Thomas von Kempen - Buch 3 - Kapitel 20
Von dem Bekenntniß eigener Schwachheit und den Mühseligkeiten dieses Lebens.
1. Bekennen will ich gegen mich selbst meine Ungerechtigkeit; bekennen will ich dir, o Herr! meine Schwachheit.
Oft ist es eine Kleinigkeit, die mich niederschlägt und betrübt.
Ich nehme mir vor, tapfer zu kämpfen; kommt aber eine geringe Anfechtung, so befällt mich große Angst.
Manchmal ist es etwas ganz Unbedeutendes, woraus für mich eine schwere Versuchung entsteht.
Und während ich mich ein wenig sicher glaube, so finde ich mich bisweilen, ohne daran zu denken, durch einen leichten Windstoß fast zu Boden geworfen.
2. Siehe also an, o Herr! meine Niedrigkeit und Gebrechlichkeit, die dir von allen Seiten bekannt ist.
Erbarme dich, und reiß mich heraus aus dem Schlamme, damit ich nicht versinke und für immer niedergeschmettert liegen bleibe.
Das ist es, was mich so oft quält und vor dir zu Schanden macht, daß ich so hinfällig bin und so schwach, meinen Leidenschaften zu widerstehen.
Und wenn sie mich auch nicht ganz überwältigen, so ist es mir doch schon beschwerlich und lästig, daß sie mich unausgesetzt verfolgen, und es verdrießt mich sehr, täglich also im Streite leben zu müssen.
Daraus wird mir meine Schwachheit offenbar, daß unreine Vorstellungen der Einbildungskraft bei mir viel leichter Eingang finden, als weichen.
3. O du starker Gott Israels, du treuer Freund der gläubigen Seelen, blicke doch herab auf die Arbeit und den Schmerz deines Knechtes, und stehe ihm bei in Allem, was er unternimmt!
Rüste mich aus mit himmlischer Kraft, damit nicht der alte Mensch, das elende Fleisch, das dem Geiste noch nicht völlig unterworfen ist, die Oberherrschaft gewinne; wider welches man kämpfen muß, so lange man es an sich trägt.
Ach, was ist doch das für ein Leben, wo es an Trübsal und Mühseligkeit niemals mangelt, wo Alles voll von Fallstricken und Feinden ist!
Denn wenn eine Trübsal oder Versuchung weicht, so kommt eine andere herbei; ja selbst während wir mit der ersteren noch im Kampfe sind, ziehen mehrere andere unverhofft daher.
4. Und wie kann man nur ein Leben lieb gewinnen, das so viele Bitterkeiten hat, so vielen Drangsalen und Mühseligkeiten unterworfen ist?
Wie mag auch das nur Leben genannt werden, das eitel Tod und Verderben gebiert?

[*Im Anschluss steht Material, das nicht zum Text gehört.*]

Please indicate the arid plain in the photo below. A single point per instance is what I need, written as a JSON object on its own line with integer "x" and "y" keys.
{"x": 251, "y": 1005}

Und doch liebt man es, und Viele suchen in ihm sich zu ergötzen.
Man tadelt die Welt oft, daß sie trügerisch sei und eitel; und dennoch verläßt sie Niemand gern, weil die Lüste des Fleisches allzusehr herrschen.
Aber ein Anderes zieht zur Liebe, ein Anderes zur Verachtung.
Zur Liebe der Welt zieht Fleischeslust, Augenlust und hoffärtiges Leben hin; aber die Strafen und Mühseligkeiten, die billig darauf folgen, erzeugen Haß der Welt und Ueberdruß.
5. Allein leider! Trägt die böse Lust den Sieg über die der Welt verhaftete Seele davon, die auf Dornen der Sünde zu liegen für Vergnügen hält, weil sie Gottes Lieblichkeit und die innere Anmuth der Tugend weder erkannt noch gefühlt hat.
Die aber die Welt vollkommen verachten, und sich bestreben, Gott zu leben in heiliger Zucht, die kennen die göttliche Süßigkeit, die denen verheißen ist, welche wahrhaftig entsagen, und sehen klar ein, wie arg die Welt im Irrthum befangen ist und wie vielfach sie betrogen wird.